With the First Sunday of Advent we begin the Year A Liturgical Cycle with the seasonal exhortation to engage life fully, consciously and actively. Matthew’s Gospel text uses apocalyptic language to exhort the hearers to be alert and active as an ordinary way of life. In some aspects of Catholic (and other Christian) Tradition, we have become accustomed to a passive acceptance of Divine Will as the preached norm. However, this sort of low-energy approach insinuates two things which the modern Church has de-emphasized for positive reasons. First of all, our communal image of God is becoming less and less that of an arbitrary, capricious potentate and increasingly that of a loving, affectionate, wise parent, as Jesus called God, “Father” (
Abba in Aramaic). Such a wise parent does not function merely by decree, but by loving persuasion, wise formation and constructive engagement. Secondly, a medieval idea of the Divine Will was that of a hidden plan laid out in detail from which we deviated at our eternal peril. Such a simplistic description is increasingly off-putting to modern, intelligent believers, because it subverts and minimizes the facts that a) we are created in God’s image and likeness, b) to be free and responsible, and c) that God is intelligent and engaging with us who are God’s adult (!) children. Thus, an apocalyptic fear of sudden ambush by the Last Judgment is not a message our ears expect from a loving and wise God. Rather, the healthy, modern appreciation of the message is to engage in life fully, consciously and actively, now and always. Staying alert means to stay alive in all the gifts of God’s Holy Spirit. In a similar way we ought to read and hear the passage from Romans. Paul lived and ministered in the earliest Christian era when the common expectation was still that the Risen Jesus would return soon to both end the world and escort the saved into Heaven. Indeed, this turned out to be greatly over simplified expectation, and, indeed, it’s error is much to our benefit today! Had the Risen Christ returned as expected and actually ended the world, none of us would be here today! Perhaps, the expectation of an urgent and sudden 2nd Advent was more the early Christian hope for salvation from the harshness of their day, couched in apocalyptic imagery, rather than a well-considered, theological insight into God’s hopes for believers. In any event, perhaps we ought not expect a 2nd Coming of the Christ in quite the same ancient terms. For us, the true 2nd Coming is more likely to occur at the time of each individual personal death in this world. To be true to the Gospel message, however, it must be seen as a joyful and hopeful moment, not one of fear and terror. Indeed, the separation caused by death is humanly painful and sometimes tragic, but it is part of healthy reality.
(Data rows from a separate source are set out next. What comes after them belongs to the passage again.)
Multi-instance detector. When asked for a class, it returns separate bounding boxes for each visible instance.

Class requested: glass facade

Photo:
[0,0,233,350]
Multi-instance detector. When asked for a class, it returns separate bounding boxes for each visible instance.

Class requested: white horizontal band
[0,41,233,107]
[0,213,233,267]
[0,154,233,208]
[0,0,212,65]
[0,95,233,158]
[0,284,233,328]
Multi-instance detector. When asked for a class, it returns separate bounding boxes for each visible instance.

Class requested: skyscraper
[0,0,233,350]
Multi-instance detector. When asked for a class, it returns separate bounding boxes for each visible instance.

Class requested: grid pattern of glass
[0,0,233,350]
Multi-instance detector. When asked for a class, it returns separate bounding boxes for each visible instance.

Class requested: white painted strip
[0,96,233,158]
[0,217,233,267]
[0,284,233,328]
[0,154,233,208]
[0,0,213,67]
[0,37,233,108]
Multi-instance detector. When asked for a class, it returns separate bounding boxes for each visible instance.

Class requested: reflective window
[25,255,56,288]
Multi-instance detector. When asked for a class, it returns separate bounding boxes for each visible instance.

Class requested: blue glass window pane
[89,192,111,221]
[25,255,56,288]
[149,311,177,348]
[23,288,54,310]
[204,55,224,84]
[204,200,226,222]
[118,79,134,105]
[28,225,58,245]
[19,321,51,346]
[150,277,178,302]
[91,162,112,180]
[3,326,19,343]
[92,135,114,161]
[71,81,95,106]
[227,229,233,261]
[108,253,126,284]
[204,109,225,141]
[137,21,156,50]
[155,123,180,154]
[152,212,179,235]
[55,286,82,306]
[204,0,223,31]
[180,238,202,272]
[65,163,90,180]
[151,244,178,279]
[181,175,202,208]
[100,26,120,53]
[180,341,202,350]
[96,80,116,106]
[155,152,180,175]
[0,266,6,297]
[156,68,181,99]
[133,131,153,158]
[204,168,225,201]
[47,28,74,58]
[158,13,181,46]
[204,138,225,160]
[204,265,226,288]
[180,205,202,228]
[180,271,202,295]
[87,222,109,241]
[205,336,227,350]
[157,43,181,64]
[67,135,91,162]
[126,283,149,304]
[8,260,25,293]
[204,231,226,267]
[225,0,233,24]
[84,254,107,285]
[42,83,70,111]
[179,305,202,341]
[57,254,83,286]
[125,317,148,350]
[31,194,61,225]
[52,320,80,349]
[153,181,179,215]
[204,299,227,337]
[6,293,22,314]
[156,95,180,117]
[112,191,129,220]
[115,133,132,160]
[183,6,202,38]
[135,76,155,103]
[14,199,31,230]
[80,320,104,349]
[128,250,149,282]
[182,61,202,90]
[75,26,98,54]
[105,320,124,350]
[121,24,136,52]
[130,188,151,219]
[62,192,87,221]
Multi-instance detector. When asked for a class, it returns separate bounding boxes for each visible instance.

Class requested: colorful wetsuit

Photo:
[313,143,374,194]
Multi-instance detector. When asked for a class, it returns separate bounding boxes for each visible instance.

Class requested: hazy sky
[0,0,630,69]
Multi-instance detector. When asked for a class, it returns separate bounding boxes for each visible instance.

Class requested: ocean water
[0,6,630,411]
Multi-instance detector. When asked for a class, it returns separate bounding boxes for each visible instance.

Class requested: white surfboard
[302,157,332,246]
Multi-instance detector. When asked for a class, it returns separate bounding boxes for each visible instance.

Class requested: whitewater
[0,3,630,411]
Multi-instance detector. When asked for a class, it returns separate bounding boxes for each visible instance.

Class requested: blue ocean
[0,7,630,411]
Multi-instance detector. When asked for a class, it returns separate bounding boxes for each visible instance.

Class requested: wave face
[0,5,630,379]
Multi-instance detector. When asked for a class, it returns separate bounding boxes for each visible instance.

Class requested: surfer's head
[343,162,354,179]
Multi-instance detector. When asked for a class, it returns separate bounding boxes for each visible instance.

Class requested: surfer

Our Paschal faith gives us hope in the temporary nature of such an expected separation. But, we are embarking in Advent on a renewed appreciation of the Mystery of the Incarnation, the Word made flesh to dwell among us. Our Advent reflections encourage us to appreciate and engage life in the wonder of God’s Holy Spirit and ever-present Grace.

Isaiah’s text for today is an idealization of what the kingdom of God would be like in ancient Jewish terms. Composed in the final third of the 8th Century BC, Isaiah was reflecting on the fall and destruction of the northern Kingdom of Israel from the vantage point of Jerusalem in the southern Kingdom of Judah. He was exhorting the king and the people of Judah to shore up their hope in the God who had saved their ancestors so regularly. For him, Jerusalem was the metaphor for God’s ultimate act of salvation which would not be restricted to Jews alone, but would also include all God’s creatures! Such a description – no more war, no more ignorance, no more want – was and still remains an appeal to all to hear the promise of salvation from this Saving God of Judah. This particular scripture passage sets the tone for our liturgical Advent Season. It invites us to reflect upon and celebrate the coming Mystery of the Incarnation. Popular imagination has come to equate Christmas with the mere birthday of Jesus. But, Christmas is the festival of the savior’s birth, not his birth date or day. And the Nativity of the Savior is a focus of the Mystery of the Incarnation, God truly among us as one of us.

Thus, we hear and reflect upon the sacred texts for the purpose of our own on-going conversions. Let us renew our commitment to engage life fully and thoughtfully in Gospel terms, being awake and alert for whatever life brings our way. We stand firm in hope in God’s salvation in this life and in the next. Blessed Advent!